Databases: Military: Deceased Civil War Soldiers of Trempealeau County
- Transcribed from the Galesville Transcript, July 31, 1863, Page 4
Donated by Joan Benner
The glory and pomp of war attracts the young man from the peaceful scenes of private life, and he thinks only of the gay display of marching armies, and the sweet strains of martial music; but when he has once entered the field of strife he glories in deeds of valor, in the enemy slain in deadly conflict, and in scenes of plunder and rapine that shock the sensibilities of the peaceful citizen.
But when this glory and pomp of war is hallowed to the defense of one's country, either from foes without or foes within, it becomes as a sacred fire burning upon the altar of patriotism, and is hailed with emotion as well by the devoted Christian as by the Monarch on his exalted throne. The war of our revolution was as necessary to the establishment of religious freedom as for maintaining the true principles of civil government; that of 1812 was declared for the purpose of settling our rights to the great highway of nations, while the present civil strife, which now rages with terrible fury, will finally calm the waves of our country's ocean, which have for years roared with anger, and beat with violence upon the pedestals of our Constitution.

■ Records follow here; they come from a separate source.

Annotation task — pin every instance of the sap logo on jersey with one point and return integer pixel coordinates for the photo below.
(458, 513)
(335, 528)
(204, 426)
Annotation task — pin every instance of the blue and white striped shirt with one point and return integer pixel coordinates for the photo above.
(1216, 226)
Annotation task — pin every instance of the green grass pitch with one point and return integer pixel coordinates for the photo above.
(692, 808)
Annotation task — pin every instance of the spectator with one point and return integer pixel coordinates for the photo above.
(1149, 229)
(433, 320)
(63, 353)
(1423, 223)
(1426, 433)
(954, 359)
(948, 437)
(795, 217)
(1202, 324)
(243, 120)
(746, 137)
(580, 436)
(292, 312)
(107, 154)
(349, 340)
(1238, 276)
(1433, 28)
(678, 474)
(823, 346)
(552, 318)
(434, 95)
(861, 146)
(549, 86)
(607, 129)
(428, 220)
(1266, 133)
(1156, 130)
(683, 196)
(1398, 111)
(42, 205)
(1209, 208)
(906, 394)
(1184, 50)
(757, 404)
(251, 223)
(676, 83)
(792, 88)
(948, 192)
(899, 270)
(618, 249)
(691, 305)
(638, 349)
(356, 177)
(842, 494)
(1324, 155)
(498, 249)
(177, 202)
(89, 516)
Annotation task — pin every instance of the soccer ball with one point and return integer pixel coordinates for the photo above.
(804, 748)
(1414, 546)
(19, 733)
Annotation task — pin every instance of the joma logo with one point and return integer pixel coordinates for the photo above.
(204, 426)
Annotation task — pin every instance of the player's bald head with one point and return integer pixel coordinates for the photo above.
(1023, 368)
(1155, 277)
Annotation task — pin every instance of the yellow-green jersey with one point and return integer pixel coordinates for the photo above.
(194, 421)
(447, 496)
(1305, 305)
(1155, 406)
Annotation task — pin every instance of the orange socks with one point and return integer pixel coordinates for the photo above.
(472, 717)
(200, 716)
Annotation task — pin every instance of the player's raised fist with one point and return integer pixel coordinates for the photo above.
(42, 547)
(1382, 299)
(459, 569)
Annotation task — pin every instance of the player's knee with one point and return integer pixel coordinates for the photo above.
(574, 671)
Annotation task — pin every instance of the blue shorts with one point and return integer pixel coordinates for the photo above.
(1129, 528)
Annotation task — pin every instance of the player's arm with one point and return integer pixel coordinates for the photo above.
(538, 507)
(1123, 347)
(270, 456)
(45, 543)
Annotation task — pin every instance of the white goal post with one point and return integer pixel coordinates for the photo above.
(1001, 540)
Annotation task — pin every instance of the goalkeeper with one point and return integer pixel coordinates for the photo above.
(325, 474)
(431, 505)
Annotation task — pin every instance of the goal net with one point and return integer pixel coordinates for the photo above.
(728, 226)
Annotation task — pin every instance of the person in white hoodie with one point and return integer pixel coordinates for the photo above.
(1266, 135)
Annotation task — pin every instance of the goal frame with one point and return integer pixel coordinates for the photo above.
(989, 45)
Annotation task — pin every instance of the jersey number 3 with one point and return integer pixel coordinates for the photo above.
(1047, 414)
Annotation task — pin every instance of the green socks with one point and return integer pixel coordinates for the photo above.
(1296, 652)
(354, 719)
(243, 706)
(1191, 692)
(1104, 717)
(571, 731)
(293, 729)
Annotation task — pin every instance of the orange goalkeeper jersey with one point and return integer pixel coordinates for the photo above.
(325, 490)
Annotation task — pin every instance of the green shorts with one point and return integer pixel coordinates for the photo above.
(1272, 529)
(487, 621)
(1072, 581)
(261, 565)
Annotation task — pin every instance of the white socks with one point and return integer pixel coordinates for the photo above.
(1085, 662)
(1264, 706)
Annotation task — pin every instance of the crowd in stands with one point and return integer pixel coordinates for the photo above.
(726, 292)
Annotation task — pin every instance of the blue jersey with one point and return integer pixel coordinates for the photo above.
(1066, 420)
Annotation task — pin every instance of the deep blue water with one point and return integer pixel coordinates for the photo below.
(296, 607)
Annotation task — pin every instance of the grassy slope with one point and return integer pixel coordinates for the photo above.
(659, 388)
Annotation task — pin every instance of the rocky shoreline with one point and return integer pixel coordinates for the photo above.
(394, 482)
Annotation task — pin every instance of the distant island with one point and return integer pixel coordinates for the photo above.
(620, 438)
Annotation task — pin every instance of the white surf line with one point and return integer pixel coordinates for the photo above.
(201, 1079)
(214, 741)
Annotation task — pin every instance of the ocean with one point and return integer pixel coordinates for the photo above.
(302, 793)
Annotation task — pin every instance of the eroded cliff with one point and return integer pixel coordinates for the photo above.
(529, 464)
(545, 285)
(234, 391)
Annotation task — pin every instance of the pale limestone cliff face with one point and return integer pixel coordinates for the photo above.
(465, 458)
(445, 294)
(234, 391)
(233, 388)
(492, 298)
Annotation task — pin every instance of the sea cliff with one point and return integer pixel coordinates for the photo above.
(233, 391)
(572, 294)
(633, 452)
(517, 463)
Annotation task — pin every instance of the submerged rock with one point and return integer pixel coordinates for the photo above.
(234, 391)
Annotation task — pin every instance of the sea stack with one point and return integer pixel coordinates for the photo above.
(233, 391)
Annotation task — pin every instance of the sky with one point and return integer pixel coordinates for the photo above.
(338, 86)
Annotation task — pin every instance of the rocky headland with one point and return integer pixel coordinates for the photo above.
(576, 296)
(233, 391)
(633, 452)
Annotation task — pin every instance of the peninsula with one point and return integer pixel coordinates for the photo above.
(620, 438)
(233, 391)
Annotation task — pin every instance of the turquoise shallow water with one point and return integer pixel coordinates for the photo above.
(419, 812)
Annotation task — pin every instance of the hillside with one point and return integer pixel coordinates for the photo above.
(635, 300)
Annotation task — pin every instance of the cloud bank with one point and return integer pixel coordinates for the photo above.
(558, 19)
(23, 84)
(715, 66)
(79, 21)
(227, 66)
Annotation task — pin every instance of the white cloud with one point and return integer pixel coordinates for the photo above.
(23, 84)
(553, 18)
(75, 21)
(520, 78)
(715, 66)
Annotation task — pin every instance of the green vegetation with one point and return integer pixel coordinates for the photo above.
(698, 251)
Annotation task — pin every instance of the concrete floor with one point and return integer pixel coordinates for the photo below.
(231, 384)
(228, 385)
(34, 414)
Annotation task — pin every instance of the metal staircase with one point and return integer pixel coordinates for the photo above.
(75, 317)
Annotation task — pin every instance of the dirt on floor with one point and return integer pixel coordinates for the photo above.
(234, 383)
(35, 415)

I purpose to speak today of the deceased soldiers of Trempealeau County, who have fallen in the defense of our Constitutional rights in the present conflict. The first to volunteer and the first to fall in the defense of his country was Myron B. GARDNER of Arcadia. He was a native of Indiana, born 1843 and settled in Trempealeau County in the spring of 1857. Although of moderate education, he took delight in reading the history of his country, and when the present civil war broke out, his zeal was fired up to defend the constitution. He first enlisted in the Black River Falls company of militia but when they determined to only act as "home guards", he left them for La Crosse, where he obtained a pass for the La Crosse Light
Guards, then in camp at Madison, and enlisted in the 2nd regiment of Wisconsin Volunteers. That regiment soon left for Washington and was stationed at Arlington Heights. At the Battle of Bull Run this regiment was in the 3rd Brigade including the 13, 69 and 79 New York regiments, and was under the command of Col. Sherman.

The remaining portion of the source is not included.